Many have had the pleasure of becoming acquainted with the Daily Sage project – HeHacham HaYomi – a database of the Sephardi sages of recent centuries that presents the life stories and a selection of learning of many sages: some nearly forgotten, redeemed by the project and reintroduced to Israeli society. You may meet them at the website, in study leaflets and through the app, in video clips and promotional material, and learn about this new world.
This project would not have been created had there not been a lack, and had it not been for several impassioned individuals bearing a new vision: to share with Israeli society an entire and previously unfamiliar realm. This trend - recognizing a current lack while noting the thirst and need for change – has brought about additional meaningful changes. One of them is the Biton Committee.
The Erez Biton Committee or, as it is officially named, the Public Advising Committee for Deepening the Identity of Mizrachi and Sephardi Communities in the Educational System, was established last March. It proposes to introduce all Israeli schoolchildren to the wealth of the Sephardi tradition, riches to which they haven't been properly exposed to date. There are seven members in the Committee, including poet Erez Biton, Chairman, Dr. Yehuda Maimaran, our CFO, Rabbi Professor Moshe Amar, who teaches in the Sha'arei Uziel program for Israeli rabbis, and others. Dr. Yehuda Maimaran leads the committee on Contemplative Thought.
The choice to renew the educational system by including mizrachi voices may also evoke various types of resistance. Some might claim that studying the tradition of a particular Jewry could create divisions between different groups. Others might consider that the study of traditions from the Diaspora belongs to history lessons but is irrelevant to the state of Israel's educational system.
"The committee is not seeking to create competition between the identities struggling in the arena of Israeli society, on the contrary," Yehuda says, explaining the committee's approach. "The idea is to create a space where a unifying and loving identity can be expressed. That is the perspective from which we are approaching the entire issue of integrating Judaism from Islamic lands.
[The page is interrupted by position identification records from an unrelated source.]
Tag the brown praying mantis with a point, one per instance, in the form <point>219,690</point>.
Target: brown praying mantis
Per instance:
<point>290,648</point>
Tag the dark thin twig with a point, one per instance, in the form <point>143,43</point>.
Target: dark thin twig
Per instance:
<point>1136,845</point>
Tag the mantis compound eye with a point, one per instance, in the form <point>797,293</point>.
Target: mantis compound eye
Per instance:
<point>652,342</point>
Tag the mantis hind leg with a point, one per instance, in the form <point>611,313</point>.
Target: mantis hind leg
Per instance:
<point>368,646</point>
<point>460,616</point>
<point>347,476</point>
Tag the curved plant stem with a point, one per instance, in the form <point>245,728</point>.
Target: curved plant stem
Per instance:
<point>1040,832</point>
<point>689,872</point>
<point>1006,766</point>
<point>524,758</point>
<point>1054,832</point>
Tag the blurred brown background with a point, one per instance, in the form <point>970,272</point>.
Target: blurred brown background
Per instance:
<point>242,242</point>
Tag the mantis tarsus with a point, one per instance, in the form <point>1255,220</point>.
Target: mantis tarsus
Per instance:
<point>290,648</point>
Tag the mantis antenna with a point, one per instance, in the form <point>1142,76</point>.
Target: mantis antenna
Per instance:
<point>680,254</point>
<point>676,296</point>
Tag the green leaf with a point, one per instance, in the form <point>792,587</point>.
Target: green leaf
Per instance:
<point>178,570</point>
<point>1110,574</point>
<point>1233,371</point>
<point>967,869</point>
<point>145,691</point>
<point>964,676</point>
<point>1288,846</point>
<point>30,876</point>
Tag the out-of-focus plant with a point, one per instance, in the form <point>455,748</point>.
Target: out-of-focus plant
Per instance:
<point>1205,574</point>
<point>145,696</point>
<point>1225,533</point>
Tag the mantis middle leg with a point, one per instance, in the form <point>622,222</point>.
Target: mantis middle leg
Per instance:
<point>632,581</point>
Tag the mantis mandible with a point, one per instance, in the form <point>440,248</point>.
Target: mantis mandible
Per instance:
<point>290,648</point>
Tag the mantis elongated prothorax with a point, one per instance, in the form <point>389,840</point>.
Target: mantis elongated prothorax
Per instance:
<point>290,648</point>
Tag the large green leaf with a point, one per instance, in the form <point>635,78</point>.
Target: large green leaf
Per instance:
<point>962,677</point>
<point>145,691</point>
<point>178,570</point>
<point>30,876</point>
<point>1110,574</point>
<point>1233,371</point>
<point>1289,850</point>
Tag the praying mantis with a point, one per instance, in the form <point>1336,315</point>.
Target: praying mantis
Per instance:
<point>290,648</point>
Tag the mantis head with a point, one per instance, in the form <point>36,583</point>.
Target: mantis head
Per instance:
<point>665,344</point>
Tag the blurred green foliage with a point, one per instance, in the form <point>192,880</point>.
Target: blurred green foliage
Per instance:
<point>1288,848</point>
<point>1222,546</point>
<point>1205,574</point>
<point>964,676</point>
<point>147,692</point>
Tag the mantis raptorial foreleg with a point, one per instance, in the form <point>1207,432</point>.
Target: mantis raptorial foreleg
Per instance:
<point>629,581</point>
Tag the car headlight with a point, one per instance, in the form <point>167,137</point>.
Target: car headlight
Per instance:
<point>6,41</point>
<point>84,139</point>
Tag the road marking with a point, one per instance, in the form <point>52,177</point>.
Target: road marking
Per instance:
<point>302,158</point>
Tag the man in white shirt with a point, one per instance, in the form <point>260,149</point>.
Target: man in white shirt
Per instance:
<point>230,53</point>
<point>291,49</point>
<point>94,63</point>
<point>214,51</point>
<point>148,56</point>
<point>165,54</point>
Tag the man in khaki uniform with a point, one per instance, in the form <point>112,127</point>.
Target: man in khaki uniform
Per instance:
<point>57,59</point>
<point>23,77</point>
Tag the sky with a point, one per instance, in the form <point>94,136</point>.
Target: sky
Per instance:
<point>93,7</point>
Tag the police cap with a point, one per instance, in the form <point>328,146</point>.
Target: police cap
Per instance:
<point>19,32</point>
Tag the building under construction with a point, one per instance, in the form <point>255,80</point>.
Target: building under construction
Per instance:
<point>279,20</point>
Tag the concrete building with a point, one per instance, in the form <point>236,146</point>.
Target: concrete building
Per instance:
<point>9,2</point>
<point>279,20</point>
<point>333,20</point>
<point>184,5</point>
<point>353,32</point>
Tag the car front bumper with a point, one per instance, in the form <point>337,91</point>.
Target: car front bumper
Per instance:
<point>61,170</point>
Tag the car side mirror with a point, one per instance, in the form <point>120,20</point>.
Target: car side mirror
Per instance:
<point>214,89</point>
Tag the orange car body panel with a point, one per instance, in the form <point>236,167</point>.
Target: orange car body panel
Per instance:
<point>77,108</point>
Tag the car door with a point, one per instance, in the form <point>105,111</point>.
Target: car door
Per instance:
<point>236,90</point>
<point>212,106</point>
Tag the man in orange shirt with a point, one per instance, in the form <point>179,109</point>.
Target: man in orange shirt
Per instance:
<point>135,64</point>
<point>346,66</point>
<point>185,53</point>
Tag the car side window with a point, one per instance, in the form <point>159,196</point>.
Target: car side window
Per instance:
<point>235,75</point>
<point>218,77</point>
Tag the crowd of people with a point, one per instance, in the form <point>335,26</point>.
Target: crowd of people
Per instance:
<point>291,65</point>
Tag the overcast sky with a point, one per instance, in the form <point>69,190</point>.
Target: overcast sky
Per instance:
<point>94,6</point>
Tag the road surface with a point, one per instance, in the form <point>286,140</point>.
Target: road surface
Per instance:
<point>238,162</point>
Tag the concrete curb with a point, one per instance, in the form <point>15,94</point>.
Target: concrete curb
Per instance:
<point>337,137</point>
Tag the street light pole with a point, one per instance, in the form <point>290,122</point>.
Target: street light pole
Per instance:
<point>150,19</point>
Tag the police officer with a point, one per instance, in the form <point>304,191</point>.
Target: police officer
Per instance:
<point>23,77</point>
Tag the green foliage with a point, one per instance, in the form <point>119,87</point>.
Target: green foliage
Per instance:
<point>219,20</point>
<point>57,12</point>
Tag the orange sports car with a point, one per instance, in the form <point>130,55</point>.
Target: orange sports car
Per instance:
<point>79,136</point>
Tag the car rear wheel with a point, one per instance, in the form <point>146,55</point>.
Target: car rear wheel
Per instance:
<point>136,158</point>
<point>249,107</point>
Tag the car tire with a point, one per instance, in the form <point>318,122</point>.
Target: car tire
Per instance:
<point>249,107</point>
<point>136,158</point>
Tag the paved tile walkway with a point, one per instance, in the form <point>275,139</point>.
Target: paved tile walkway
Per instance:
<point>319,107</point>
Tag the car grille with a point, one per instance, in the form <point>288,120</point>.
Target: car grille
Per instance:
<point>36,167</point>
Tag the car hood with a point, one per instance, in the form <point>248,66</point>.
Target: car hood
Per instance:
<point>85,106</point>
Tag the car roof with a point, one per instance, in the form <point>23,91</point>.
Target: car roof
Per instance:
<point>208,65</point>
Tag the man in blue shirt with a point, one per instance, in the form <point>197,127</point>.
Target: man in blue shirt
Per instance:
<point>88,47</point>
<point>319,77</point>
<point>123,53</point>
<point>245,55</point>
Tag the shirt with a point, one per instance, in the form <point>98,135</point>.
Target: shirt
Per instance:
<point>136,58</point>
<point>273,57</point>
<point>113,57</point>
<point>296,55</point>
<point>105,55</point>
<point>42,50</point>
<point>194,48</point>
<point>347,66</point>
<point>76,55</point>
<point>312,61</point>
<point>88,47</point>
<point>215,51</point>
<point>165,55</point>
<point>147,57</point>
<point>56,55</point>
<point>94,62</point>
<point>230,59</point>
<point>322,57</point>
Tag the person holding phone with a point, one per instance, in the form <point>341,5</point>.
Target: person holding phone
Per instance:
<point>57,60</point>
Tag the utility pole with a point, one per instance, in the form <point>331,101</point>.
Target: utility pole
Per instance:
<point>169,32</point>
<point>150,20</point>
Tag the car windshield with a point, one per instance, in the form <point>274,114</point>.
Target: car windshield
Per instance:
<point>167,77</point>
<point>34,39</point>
It's an approach that has been typical of this Jewry over years – it comes from unity and love. We had no sectorial terminology but emphasized what is Jewish and what unites Jews. It's an approach whereby coming from Ahavat Israel – the love of Israel – we can overcome the hardship and pain, the thoughtlessness and gaps. The potential contribution of this approach to the educational system is the reinforcement of the fact and understanding that we are one nation."
Yehuda also relates to the claim that the past is irrelevant. "Judaism from Islamic lands contains huge treasures of values and reflective thought that form the basis of approaches that are extremely relevant to our lives today as individuals and as a community: relations between religious and secular people, national cohesion, issues concerning conversion, religious courts, social gaps and so on." You can listen to a discussion on the issue at the bottom of this page from "Radio Bli Hafasaka" [in Hebrew].
We are familiar with this world in our organization: For years the various Kol Israel Haverim programs have gathered these materials – whether for study in leadership groups, for school program processes or the Daily Sage database. Content that deals in identity, human dignity and social responsibility and that proposes a different approach that is worth sharing with Israeli society.
What can we expect to see on the bookshelf in a few years' time? What will the educational system look like after the committee's conclusions are implemented?
"The change will not take place only in Jewish studies", says Yehuda, referring to the actualization of the committee's vision, "but also in Zionism, literature, history, art, excursions and different disciplines and in informal education as well, where a more extensive and inclusive narrative will be presented."
We can but hope that in the future, as a result of the committee's work, the educational and Jewish bookshelf will be more expansive, relevant and meaningful.